Two major disputes are planned to hit the London transport network.
Workers on the Dockland Light Railway (DLR) were set to strike this week, and workers across London Underground are balloting for strikes.
RMT union members on the DLR were set to strike on Friday of this week after rejecting a union-negotiated deal to settle the dispute.
And thousands of RMT and TSSA union members began voting this week over major attacks against jobs on London Underground.
Management wants to axe 800 station staff as part of cost-cutting measures. They have also claimed to the RMT that the network has 300 more drivers than it needs.
There are even rumours that the Tories who run the capital want to introduce driverless trains.
The union believes that this level of cuts will have a severe effect on passengers’ safety.

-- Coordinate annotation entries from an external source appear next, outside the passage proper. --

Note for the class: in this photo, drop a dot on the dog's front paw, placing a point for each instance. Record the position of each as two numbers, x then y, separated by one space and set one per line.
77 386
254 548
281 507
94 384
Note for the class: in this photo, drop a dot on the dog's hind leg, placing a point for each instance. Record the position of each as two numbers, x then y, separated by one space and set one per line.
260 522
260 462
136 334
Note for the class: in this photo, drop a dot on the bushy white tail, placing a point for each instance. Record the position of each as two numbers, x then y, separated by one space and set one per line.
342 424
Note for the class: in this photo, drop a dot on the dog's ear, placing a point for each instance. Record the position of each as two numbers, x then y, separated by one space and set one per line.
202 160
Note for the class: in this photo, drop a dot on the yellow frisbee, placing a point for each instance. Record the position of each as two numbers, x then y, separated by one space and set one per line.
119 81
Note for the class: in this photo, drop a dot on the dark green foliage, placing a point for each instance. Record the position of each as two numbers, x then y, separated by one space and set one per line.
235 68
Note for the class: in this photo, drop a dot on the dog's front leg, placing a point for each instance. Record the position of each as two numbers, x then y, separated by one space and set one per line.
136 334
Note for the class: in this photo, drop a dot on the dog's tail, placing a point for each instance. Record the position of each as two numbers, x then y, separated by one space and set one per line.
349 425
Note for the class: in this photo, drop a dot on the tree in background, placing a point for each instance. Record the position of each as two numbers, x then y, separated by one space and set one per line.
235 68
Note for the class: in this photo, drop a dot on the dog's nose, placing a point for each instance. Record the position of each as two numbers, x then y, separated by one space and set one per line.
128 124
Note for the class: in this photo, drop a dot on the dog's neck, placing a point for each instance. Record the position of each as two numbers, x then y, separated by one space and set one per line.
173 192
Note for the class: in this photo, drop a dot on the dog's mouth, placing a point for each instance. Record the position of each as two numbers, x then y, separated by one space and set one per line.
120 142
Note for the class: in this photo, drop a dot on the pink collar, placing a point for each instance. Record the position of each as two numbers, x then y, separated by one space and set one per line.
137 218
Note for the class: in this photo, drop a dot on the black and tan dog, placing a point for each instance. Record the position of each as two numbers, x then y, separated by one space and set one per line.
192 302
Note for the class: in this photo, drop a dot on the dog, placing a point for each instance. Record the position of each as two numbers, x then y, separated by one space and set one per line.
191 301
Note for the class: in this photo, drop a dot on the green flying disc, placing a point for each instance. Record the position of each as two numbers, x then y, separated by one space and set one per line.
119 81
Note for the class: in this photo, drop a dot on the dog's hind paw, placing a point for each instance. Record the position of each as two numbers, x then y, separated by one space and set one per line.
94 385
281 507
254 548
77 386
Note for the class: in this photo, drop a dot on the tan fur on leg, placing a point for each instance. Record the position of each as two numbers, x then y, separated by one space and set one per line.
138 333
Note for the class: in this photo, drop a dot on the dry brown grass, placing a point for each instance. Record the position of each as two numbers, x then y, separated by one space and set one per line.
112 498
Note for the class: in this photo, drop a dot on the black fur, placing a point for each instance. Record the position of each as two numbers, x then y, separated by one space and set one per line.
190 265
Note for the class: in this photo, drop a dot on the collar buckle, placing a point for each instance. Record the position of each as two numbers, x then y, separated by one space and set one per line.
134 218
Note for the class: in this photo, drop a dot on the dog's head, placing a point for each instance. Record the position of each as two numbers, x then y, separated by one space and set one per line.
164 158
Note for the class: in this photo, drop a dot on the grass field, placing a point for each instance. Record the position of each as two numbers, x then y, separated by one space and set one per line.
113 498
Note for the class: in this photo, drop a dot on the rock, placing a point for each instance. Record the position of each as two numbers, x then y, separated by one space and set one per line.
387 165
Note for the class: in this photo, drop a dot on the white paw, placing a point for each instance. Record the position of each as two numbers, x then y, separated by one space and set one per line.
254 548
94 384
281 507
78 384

The ballot closes on Wednesday 11 August. There must be a big yes vote that is acted upon immediately to ramp up the pressure on the bosses.
The Serco Docklands workers on the DLR are angry at the company’s failure to make adequate payments for the increased workload and responsibility following the introduction of a third carriage to trains.
The union called off a planned three-day strike last month after receiving the new offer, but members overwhelmingly rejected it.
The DLR covers stations in east London, including the financial centre of Canary Wharf.
Bob Crow, the RMT general secretary, said, “Our members have shown once again that they are simply not prepared to take on more work and more responsibility without being properly compensated by the company.”
The workers have also set Tuesday of next week and Friday 6 August for strikes.
The victory of workers at the Tube Lines maintenance firm should offer hope to both groups. Their solid strike, and the support it gathered from other staff, meant that management had to make major concessions.
The RMT is demanding government intervention to ensure that former Jarvis workers get £28 million in wages that are owed to them following the collapse of the company. The administrators’ report suggested that the workforce are unlikely to get a penny while the Jarvis bankers are getting paid in full.